Den Bielefelder Forschern gelang es, die Auswirkung eines Deodorantwirkstoffes auf die Erbinformation von „Corynebacterium jeikeium“ zu bestimmen, woraus sich völlig neue Wege für die Entwicklung von Deodorants ergeben. Nachdem sie ihre Ergebnisse in der Fachzeitschrift „Journal of Bacteriology“ veröffentlicht hatten, kam der britisch-niederländische Konsumgüterhersteller Unilever auf die Bielefelder zu. „Unilever hat mehrere Deo-Marken in seinem Portfolio.
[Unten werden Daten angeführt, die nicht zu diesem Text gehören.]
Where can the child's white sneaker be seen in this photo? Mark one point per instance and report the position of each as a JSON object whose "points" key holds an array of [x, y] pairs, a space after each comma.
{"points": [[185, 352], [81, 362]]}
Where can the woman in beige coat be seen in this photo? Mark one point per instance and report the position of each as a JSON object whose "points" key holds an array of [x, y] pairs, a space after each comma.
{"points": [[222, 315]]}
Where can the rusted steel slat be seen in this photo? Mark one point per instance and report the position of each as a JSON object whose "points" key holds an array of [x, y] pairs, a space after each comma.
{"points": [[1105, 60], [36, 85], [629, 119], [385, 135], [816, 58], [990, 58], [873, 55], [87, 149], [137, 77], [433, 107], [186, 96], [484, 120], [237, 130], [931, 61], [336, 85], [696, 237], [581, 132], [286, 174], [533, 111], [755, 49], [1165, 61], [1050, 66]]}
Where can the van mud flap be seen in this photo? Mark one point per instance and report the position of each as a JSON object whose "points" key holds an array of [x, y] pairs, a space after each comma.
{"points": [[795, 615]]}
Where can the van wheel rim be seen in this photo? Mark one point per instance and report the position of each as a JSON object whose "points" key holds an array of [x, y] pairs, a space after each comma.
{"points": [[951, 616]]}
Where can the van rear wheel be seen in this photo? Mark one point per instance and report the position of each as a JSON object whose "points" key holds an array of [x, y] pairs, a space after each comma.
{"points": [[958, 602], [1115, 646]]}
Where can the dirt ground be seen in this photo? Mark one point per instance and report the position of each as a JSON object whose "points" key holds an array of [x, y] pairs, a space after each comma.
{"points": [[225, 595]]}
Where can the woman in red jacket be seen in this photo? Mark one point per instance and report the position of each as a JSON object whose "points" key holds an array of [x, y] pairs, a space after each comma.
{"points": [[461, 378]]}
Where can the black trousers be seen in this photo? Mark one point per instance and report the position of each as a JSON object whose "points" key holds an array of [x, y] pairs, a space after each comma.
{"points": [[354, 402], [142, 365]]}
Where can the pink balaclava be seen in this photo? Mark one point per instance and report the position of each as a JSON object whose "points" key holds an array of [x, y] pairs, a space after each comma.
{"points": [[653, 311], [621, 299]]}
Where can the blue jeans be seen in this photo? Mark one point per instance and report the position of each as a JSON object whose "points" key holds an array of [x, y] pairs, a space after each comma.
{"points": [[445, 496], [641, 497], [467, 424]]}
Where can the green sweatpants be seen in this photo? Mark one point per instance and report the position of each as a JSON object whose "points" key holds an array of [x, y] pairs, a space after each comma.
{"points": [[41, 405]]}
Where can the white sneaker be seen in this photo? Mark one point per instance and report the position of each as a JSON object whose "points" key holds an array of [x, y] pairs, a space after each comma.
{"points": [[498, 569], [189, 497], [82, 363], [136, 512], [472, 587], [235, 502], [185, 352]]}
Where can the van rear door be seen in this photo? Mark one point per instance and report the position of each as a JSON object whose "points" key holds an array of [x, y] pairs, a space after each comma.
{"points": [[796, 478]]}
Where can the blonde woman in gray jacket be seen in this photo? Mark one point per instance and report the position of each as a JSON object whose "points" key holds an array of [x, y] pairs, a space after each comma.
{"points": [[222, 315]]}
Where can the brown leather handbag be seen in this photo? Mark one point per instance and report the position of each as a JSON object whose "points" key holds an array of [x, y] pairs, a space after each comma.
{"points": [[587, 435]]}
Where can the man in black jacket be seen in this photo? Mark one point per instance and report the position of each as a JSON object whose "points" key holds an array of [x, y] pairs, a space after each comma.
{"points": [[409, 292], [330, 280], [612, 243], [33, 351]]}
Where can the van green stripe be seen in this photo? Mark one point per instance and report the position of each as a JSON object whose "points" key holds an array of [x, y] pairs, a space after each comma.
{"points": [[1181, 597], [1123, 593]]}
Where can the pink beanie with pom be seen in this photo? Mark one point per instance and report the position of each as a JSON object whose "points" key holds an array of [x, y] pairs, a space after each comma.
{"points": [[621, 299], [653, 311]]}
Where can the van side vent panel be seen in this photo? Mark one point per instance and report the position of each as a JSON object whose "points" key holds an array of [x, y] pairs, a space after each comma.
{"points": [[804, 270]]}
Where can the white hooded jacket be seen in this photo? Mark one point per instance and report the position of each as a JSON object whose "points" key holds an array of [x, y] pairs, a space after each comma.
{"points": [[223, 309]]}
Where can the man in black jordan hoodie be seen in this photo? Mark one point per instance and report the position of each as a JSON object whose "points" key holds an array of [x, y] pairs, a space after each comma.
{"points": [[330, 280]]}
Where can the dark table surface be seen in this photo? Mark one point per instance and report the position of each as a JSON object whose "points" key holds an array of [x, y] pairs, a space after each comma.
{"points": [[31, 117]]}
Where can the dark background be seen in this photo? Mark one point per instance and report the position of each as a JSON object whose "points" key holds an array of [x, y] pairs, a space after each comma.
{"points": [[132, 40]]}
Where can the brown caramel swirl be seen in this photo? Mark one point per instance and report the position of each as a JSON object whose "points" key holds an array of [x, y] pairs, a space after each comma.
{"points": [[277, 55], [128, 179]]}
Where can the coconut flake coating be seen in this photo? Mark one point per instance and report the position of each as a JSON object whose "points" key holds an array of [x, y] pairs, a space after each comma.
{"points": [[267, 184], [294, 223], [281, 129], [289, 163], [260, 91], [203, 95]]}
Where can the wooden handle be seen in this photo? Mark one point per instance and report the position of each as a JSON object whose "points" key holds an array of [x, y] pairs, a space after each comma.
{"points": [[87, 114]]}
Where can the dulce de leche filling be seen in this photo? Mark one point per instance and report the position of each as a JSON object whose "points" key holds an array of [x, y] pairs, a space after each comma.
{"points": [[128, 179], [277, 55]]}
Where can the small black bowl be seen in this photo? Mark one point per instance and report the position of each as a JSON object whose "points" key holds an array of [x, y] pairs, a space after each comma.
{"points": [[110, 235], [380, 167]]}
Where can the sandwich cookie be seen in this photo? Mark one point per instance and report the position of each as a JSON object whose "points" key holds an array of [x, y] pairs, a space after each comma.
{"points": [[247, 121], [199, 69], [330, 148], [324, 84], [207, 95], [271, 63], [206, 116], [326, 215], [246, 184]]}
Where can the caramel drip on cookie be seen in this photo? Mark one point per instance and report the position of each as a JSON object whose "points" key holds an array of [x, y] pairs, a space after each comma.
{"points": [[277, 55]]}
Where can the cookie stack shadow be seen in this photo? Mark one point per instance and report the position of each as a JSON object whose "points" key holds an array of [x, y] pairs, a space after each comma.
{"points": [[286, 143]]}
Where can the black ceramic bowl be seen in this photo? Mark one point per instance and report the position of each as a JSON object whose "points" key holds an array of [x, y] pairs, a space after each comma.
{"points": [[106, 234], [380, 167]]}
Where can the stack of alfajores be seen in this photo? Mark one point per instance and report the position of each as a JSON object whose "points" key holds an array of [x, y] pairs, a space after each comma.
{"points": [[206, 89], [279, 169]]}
Deshalb boten sie uns im Sommer 2005 eine Kooperation an. Bis Ende 2008 bekommen wir nun eine wissenschaftliche Stelle finanziert, die mit Dr. Iris Brune besetzt ist. Sie hat an der Universität Bielefeld auf dem Forschungsgebiet Corynebacterium promoviert.“
Geruch stoppen, Bakterien erhalten Auf Basis der bisherigen Forschung wollen die Wissenschaftler nun herausfinden, wie bestimmte Deodorant-Komponenten auf andere bakterielle Hautbewohner wirken. Die Ergebnisse werden zusammen mit Unilever in einer breit angelegten Studie nachgeprüft und bilden den Grundstein für eine neue Generation von Körperpflegeprodukten. „Rund 100 Billionen Bakterien bietet der menschliche Körper einen Lebensraum – allein in der Achselhöhle leben rund zwei Millionen Mikroorganismen pro Quadratzentimeter. Heutige Deodorants verhindern den Schweißgeruch, indem sie die übermäßige Vermehrung von Hautbakterien hemmen. Für eine gesunde Hautbesiedelung brauchen wir aber bestimmte Bakterien. Das Deodorant der Zukunft soll deshalb den Geruch stoppen, ohne die wichtigen Bakterien zu töten“, erklärt Dr. Andreas Tauch.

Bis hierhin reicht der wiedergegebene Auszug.